Nonostante la mattinata frenetica, Kellog non voleva rinunciare alle sue abitudini. D’altro canto, non c’era molto che potesse fare. Gli addetti alla sicurezza della tenuta dei Waalenberg l’avevano informato sommariamente degli eventi: una fuga. Il sovrintendente aveva già avvisato i ranger del parco e appostato uomini a tutti i cancelli. Aveva distribuito fotografie, faxate dalla tenuta Waalenberg. Bracconieri, armati e pericolosi. Quella era la copertura.

Finché non veniva comunicato un avvistamento, Kellog non aveva motivo per astenersi dalla sua consueta pausa pranzo di due ore, a casa. Il martedì era il giorno dell’arrosto di pernice con patate dolci. La Jeep attraversò la griglia di contenimento del bestiame ed entrò nel viale, fiancheggiato da basse siepi. In fondo c’era una casa a due piani, con modanature in stile coloniale, circondata da un terreno di proprietà di mezzo ettaro, una delle prerogative della posizione di sovrintendente. Uno staff di dieci persone si occupava della proprietà e del suo unico occupante. Il sovrintendente non aveva fretta di sposarsi.

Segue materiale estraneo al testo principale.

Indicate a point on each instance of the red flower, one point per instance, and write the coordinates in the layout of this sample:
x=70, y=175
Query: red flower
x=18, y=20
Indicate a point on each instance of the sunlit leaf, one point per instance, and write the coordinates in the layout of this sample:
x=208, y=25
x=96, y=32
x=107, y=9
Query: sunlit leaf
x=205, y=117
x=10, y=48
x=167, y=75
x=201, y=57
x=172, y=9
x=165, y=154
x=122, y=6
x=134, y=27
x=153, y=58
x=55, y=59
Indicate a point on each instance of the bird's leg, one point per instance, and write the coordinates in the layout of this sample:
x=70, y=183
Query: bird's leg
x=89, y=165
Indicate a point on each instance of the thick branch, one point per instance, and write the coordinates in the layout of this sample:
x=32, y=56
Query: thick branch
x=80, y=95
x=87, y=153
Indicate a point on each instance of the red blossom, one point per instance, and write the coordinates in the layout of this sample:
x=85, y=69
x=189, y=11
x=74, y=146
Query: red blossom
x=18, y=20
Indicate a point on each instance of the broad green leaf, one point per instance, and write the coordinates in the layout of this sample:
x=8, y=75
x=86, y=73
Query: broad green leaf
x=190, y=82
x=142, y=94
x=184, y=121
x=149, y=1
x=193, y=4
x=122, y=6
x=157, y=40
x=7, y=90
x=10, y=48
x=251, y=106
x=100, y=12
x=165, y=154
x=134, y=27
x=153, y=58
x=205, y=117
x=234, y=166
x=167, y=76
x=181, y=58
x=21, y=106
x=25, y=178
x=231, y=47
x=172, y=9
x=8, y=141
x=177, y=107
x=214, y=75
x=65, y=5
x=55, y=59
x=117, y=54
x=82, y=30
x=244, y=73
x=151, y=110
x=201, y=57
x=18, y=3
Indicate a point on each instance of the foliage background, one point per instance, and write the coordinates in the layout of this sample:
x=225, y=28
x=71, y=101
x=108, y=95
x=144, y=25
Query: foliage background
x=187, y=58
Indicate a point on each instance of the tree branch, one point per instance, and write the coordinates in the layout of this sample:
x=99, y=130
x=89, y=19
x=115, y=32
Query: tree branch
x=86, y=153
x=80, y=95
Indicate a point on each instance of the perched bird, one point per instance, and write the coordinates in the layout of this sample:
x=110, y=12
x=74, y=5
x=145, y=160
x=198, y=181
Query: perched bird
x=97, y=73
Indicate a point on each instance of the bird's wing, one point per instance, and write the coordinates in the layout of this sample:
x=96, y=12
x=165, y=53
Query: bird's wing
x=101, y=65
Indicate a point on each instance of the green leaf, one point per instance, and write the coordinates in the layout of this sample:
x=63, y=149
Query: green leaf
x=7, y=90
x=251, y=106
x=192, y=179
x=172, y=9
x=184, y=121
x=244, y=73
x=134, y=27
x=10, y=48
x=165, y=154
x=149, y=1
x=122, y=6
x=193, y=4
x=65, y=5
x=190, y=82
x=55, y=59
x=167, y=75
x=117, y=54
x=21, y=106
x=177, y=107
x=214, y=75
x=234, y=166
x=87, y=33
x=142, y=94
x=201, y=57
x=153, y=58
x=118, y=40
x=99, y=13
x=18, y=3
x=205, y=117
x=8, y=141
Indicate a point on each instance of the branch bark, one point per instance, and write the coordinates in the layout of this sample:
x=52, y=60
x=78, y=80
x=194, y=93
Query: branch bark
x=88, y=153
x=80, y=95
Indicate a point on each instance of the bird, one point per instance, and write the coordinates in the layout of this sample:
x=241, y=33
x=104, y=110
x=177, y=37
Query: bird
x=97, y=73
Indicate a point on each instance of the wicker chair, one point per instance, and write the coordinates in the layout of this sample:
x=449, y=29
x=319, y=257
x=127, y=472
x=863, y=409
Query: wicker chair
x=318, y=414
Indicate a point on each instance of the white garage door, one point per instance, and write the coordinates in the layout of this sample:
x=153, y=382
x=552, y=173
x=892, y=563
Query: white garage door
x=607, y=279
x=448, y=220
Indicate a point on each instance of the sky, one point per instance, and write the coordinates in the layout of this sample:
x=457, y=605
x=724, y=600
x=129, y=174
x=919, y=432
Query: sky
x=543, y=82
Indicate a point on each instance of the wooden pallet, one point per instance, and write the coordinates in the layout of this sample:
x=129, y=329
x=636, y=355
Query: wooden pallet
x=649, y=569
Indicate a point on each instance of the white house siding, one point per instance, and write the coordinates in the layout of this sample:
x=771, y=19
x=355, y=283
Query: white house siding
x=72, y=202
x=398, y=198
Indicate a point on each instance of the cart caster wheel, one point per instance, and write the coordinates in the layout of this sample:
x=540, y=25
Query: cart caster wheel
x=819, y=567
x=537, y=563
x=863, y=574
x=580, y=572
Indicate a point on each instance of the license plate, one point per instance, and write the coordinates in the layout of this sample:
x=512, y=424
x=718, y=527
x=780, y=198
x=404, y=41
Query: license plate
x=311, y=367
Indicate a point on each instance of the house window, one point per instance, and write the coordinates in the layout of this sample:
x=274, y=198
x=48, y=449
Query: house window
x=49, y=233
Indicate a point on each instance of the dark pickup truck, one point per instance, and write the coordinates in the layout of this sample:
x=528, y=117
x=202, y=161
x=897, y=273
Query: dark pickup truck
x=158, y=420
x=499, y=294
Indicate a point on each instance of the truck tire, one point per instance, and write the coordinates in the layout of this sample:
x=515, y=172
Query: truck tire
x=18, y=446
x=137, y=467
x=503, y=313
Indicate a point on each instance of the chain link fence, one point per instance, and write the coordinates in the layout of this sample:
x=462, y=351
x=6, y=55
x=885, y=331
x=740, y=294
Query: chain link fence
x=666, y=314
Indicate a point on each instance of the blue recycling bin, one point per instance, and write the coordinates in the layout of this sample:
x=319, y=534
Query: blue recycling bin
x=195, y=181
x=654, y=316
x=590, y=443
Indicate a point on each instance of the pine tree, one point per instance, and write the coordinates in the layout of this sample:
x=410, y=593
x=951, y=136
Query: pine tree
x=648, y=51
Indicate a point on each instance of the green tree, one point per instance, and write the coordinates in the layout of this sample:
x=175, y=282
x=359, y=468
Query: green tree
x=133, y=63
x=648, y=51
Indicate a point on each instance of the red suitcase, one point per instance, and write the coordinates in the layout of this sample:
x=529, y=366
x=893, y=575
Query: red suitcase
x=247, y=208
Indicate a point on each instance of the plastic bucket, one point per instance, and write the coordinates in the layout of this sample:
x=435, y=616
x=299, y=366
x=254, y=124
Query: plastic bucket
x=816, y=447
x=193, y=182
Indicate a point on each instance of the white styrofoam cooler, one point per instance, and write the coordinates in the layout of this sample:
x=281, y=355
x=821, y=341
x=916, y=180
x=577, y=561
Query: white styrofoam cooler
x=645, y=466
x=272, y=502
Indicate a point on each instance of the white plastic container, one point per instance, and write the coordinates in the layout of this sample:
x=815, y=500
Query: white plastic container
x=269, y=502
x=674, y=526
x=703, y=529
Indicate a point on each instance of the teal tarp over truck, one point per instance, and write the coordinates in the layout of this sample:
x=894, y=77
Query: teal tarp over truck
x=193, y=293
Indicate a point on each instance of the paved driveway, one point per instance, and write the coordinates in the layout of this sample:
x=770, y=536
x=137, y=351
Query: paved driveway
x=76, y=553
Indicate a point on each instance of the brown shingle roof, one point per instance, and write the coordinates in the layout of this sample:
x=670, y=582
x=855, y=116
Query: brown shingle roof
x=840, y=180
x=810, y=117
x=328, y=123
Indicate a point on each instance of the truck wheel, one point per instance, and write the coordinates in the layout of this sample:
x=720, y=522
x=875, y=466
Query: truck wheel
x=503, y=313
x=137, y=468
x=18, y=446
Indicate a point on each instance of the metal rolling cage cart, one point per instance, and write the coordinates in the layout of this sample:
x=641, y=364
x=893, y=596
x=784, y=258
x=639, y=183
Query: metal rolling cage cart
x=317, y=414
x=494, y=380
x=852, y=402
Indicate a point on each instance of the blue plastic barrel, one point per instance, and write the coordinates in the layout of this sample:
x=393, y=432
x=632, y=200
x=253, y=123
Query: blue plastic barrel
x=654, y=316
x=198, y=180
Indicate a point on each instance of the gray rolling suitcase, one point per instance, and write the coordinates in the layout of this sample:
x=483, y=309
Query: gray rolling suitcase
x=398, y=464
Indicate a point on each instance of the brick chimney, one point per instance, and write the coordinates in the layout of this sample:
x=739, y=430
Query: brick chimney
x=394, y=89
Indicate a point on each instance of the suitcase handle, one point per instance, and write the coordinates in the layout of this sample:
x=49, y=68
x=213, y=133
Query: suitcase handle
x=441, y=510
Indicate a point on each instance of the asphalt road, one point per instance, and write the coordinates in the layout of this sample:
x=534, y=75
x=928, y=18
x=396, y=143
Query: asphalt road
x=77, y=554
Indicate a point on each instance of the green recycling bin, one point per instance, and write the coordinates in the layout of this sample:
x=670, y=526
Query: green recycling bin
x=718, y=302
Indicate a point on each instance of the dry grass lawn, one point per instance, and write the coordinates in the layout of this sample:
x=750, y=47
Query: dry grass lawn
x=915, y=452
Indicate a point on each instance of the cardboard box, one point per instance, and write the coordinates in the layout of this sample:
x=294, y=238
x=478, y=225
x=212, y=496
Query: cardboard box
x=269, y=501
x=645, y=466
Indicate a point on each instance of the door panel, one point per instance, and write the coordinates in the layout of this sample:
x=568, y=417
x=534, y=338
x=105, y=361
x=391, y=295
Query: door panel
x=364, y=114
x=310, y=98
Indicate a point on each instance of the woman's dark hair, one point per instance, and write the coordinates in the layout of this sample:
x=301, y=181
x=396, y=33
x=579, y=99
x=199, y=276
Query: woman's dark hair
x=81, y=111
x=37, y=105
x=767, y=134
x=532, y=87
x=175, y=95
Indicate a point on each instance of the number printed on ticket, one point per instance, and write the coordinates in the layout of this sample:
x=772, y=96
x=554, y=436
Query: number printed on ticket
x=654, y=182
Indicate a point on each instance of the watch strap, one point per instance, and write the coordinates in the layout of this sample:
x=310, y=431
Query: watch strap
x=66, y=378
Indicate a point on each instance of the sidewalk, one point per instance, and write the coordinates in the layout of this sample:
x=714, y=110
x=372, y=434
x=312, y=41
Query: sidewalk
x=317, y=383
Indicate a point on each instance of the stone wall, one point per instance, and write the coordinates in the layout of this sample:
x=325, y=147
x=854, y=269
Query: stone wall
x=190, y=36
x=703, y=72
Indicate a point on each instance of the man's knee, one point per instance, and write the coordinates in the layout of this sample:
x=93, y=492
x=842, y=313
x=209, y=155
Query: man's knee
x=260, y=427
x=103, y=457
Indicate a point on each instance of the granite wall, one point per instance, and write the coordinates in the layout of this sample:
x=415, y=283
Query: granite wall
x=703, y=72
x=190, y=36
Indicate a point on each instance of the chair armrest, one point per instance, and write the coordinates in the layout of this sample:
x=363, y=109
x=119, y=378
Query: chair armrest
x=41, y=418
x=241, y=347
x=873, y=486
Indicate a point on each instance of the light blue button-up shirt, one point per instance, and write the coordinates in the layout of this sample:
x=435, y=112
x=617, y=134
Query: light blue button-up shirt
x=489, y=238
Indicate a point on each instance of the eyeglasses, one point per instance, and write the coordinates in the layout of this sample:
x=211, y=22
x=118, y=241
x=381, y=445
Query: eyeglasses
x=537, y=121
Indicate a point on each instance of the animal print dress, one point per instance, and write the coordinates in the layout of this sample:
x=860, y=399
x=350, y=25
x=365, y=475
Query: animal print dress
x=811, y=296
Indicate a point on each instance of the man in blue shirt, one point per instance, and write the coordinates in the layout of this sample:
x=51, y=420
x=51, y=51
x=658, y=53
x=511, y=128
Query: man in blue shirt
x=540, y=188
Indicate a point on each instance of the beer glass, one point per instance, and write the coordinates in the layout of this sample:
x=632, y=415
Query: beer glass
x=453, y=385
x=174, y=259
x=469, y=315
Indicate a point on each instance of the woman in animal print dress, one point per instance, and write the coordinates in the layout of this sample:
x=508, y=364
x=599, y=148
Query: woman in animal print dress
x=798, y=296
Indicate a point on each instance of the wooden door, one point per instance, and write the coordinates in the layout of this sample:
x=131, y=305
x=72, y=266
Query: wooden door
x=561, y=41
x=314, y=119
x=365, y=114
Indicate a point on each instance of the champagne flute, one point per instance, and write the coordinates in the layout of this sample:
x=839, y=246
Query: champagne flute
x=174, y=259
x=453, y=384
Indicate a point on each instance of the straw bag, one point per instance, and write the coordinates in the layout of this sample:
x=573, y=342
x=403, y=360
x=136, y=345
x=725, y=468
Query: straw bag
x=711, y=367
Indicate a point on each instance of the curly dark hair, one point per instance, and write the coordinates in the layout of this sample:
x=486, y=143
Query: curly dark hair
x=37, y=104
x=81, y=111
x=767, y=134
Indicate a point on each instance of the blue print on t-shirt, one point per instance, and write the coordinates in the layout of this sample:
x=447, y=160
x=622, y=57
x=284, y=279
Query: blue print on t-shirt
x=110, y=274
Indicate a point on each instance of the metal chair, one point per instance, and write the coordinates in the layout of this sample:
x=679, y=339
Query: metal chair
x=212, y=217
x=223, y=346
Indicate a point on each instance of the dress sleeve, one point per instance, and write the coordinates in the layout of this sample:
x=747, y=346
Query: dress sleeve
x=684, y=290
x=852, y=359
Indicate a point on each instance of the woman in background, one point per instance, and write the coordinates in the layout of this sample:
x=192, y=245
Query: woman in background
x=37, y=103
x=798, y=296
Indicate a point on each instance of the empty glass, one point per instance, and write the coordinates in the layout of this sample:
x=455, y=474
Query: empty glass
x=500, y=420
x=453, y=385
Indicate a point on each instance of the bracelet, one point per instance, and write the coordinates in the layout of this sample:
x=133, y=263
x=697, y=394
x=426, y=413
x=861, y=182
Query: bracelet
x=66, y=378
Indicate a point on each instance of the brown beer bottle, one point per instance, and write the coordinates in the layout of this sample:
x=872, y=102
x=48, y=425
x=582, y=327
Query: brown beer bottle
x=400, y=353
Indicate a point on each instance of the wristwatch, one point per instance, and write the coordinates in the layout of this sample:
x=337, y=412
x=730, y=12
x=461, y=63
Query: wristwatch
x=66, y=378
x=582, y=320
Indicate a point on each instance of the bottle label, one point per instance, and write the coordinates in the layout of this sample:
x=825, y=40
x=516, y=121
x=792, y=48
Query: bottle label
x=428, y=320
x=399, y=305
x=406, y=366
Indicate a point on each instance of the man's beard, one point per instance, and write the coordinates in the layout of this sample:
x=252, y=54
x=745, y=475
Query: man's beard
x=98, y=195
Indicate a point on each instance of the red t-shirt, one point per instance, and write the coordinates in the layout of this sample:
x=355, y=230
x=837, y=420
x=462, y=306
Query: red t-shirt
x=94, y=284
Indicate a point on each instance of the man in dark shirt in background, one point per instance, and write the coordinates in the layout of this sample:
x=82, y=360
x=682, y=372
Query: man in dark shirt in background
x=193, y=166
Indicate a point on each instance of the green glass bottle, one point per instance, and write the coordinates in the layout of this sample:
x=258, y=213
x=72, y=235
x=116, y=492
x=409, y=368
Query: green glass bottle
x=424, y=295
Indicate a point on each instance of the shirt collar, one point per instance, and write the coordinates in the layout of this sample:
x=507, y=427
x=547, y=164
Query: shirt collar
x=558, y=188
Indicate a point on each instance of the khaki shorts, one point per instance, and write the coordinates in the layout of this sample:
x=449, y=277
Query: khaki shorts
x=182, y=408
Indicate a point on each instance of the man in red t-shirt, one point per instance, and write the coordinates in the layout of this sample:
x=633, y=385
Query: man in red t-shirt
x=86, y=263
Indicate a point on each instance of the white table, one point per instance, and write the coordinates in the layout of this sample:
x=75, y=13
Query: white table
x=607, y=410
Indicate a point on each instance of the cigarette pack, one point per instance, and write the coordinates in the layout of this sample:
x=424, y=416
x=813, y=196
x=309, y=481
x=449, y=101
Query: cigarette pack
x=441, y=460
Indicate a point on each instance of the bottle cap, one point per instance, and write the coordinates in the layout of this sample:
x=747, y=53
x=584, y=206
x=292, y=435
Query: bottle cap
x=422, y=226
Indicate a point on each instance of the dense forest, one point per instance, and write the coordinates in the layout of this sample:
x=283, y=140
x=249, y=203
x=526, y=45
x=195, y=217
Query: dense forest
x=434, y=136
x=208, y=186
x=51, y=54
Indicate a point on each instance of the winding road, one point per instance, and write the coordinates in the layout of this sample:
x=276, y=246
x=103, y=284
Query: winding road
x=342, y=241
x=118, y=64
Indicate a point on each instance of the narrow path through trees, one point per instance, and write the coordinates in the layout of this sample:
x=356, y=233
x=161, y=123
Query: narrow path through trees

Perché comprare una vacca quando si può avere il latte gratis?

In più, lui preferiva i frutti non ancora maturi.

Aveva una nuova ragazza in casa, la piccola Aina, un’undicenne nigeriana, nera come la pece, giusto come piacevano a lui, perché nascondevano meglio le botte. Non che dovesse rendere conto a qualcuno. Aveva un servitore swazi, Mxali, un bruto reclutato in prigione, che gestiva la casa con disciplina e terrore. Tutti i problemi venivano risolti rapidamente, quando era necessario. E i Waalenberg erano ben felici di aiutarlo a far scomparire eventuali seccatori. Che cosa ne fosse di loro dopo che venivano scaricati dall’elicottero alla tenuta Waalenberg, Gerald preferiva non saperlo. Ma aveva sentito qualche voce in proposito.

Sebbene fosse un caldo mezzogiorno, rabbrividì.

Meglio non fare troppe domande.

Parcheggiò l’auto all’ombra di un’acacia, scese e percorse a grandi passi il sentiero inghiaiato che conduceva alla porta laterale, da cui si accedeva alla cucina. Un paio di giardinieri stavano zappando un’aiuola. Quando Gerald passò, tennero gli occhi bassi, come era stato loro insegnato.